The “re-education” camps in China for Uyghur Muslims in the Xinjiang region have made global news as of recent raising the question of China’s ability to manage human rights within their nation. If Xinjiang gained independence from the chinese state, would they be able to function? Xinjiang relies heavily on its iron and steelworks2, which is already ahead of some other developing nations in the world. Of course, Xinjiang being reliant on other parts of China for food and other services is a major issue in the hypothetical of independence. China would most definitely not want to trade with Xinjiang if they gained independence due to the strange relationship with newly created states from old territories- such as Kosovo and Serbia.
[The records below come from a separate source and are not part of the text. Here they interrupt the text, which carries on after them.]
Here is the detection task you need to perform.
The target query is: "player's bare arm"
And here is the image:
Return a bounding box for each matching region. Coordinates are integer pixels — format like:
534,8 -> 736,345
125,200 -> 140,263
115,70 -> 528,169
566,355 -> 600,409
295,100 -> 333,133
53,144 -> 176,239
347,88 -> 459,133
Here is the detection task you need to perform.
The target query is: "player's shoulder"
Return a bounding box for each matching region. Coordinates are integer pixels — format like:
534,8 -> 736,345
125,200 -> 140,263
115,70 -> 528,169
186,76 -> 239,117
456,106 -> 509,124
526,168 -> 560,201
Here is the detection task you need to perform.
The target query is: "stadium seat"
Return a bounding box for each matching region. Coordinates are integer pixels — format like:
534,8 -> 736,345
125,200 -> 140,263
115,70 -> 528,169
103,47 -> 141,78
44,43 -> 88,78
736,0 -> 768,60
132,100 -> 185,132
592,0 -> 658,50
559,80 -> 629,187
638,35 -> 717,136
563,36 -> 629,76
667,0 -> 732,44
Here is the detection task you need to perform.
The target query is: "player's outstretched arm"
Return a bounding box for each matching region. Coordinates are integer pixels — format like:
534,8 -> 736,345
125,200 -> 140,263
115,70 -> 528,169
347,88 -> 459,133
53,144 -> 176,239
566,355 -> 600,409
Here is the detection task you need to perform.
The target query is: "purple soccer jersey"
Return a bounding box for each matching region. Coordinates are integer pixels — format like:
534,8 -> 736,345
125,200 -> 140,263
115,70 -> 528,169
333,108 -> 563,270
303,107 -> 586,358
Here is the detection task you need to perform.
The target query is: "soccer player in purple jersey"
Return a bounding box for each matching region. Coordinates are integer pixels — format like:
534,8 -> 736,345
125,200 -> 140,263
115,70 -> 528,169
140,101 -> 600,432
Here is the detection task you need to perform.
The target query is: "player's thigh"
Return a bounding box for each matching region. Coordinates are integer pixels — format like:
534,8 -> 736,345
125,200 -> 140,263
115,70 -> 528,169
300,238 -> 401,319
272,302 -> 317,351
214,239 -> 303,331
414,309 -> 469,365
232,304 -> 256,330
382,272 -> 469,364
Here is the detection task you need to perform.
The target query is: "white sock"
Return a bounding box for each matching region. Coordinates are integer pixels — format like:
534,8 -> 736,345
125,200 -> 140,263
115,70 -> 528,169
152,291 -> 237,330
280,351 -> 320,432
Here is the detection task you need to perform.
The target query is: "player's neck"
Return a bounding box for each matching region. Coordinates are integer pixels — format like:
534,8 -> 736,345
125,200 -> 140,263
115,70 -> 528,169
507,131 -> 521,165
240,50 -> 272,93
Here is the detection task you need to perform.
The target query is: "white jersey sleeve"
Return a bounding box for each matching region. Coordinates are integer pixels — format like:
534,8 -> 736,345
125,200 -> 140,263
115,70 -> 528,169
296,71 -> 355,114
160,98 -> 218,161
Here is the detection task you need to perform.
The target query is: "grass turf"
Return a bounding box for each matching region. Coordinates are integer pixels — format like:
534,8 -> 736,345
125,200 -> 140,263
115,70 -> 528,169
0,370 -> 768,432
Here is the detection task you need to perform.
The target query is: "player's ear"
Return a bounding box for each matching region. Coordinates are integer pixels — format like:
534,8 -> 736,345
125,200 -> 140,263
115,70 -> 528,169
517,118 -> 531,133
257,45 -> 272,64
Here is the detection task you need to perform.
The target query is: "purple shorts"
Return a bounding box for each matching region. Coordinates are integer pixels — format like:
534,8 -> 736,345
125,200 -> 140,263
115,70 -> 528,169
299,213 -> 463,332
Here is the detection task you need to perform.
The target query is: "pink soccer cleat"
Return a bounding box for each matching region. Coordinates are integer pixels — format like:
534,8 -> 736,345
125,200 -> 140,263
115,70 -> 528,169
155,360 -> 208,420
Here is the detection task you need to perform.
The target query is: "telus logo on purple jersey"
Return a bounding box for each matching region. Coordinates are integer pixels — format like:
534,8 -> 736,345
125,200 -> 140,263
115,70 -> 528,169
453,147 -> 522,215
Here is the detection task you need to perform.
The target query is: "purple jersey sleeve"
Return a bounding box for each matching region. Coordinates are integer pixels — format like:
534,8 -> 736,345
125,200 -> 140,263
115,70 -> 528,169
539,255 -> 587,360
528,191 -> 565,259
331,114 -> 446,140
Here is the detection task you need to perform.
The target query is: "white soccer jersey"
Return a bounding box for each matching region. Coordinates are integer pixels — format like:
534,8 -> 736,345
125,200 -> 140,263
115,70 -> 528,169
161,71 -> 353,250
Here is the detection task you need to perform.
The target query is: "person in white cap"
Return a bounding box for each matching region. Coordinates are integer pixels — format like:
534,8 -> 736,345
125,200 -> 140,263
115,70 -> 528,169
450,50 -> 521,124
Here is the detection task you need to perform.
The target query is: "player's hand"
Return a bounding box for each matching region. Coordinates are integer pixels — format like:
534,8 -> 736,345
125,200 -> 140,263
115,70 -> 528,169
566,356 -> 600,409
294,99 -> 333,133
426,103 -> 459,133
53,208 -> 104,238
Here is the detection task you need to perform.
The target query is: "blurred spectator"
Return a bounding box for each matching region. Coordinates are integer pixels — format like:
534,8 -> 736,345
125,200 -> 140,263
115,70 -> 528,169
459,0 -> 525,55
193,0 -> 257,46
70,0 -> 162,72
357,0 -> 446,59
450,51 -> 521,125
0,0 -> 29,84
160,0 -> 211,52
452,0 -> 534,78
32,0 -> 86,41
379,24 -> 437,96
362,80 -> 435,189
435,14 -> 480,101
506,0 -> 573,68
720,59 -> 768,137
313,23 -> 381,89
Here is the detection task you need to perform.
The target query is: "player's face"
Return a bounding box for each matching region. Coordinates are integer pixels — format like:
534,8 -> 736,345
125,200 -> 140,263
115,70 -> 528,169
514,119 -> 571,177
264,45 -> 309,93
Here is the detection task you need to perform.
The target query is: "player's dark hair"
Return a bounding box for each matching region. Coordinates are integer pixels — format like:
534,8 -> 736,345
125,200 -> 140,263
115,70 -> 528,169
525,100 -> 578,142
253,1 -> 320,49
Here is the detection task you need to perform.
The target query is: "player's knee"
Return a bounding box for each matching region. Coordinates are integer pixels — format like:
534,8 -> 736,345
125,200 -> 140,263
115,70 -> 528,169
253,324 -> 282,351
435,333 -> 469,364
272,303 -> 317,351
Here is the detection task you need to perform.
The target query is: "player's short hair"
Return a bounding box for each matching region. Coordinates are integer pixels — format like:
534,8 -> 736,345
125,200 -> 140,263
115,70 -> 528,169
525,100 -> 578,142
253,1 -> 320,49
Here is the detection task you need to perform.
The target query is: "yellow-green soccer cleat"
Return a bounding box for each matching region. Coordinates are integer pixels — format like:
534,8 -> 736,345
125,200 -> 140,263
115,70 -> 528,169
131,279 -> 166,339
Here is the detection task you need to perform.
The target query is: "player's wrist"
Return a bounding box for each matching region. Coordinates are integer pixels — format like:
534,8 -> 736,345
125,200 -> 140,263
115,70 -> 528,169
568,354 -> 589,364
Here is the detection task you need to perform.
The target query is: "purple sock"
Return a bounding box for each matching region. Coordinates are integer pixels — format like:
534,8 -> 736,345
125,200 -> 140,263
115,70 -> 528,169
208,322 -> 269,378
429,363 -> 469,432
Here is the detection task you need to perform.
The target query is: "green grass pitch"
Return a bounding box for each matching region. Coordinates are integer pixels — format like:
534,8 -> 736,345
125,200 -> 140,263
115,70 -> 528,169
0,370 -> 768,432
China does rely on Xinjiang’s iron and steel production for exports which would also be a major detriment to China’s overall economic status as the well-known “made in china” stamp does come from a lot of factories in these rural regions. China also possesses the power and necessary economic status to decide not to trade with Xinjiang and modern disinterest from Western countries such as the USA)in the economic behavior of China also creates greater “wiggle-room” for China’s decisions regarding a hypothetical independent Xianjing.

The most important aspect of Xinjiang’s independence would be the muslim majority and the new national language of Uyghur. Though Mandarin is being taught in schools and remains the majority language in China, the Uyghur language is still spoken amongst other minority languages like Cantonese, Tibetan, and even Korean in some parts3.

If China were to fragment, how would this impact the world at large? China is a major global player in the economy which is due largely to its rampant exploitation of its territory, population, and cultural breadth throughout Southeast Asia. While the Chinese market dominance would quickly dissipate given Xinjiang’s importance in steelworking, China would still hold a great part of the global market share. The sheer population of China (still in Urban areas and not in Xinjiang or Tibet) still accounts for approximately 800 million people1 which would make it an enormous global trader in terms of labour. While the economic behaviour of China is sometimes placed in the back-seat due to the prominence of the re-education camps, it is still important to consider the ramifications of a fragmenting China especially because of the Chinese history regarding fragmentation of ideologies and regimes such as the conflict between Legalism, Confucianism, and Daoism.

Should China be split by foreign intervention? Should it decide if it wants to uphold the legalistic administration currently in place? How does the cultural diversity region-wide affect the thoughts and experiences of the Chinese people? I leave these questions to the reader to think about and to consider the future ramifications of a fragmented China.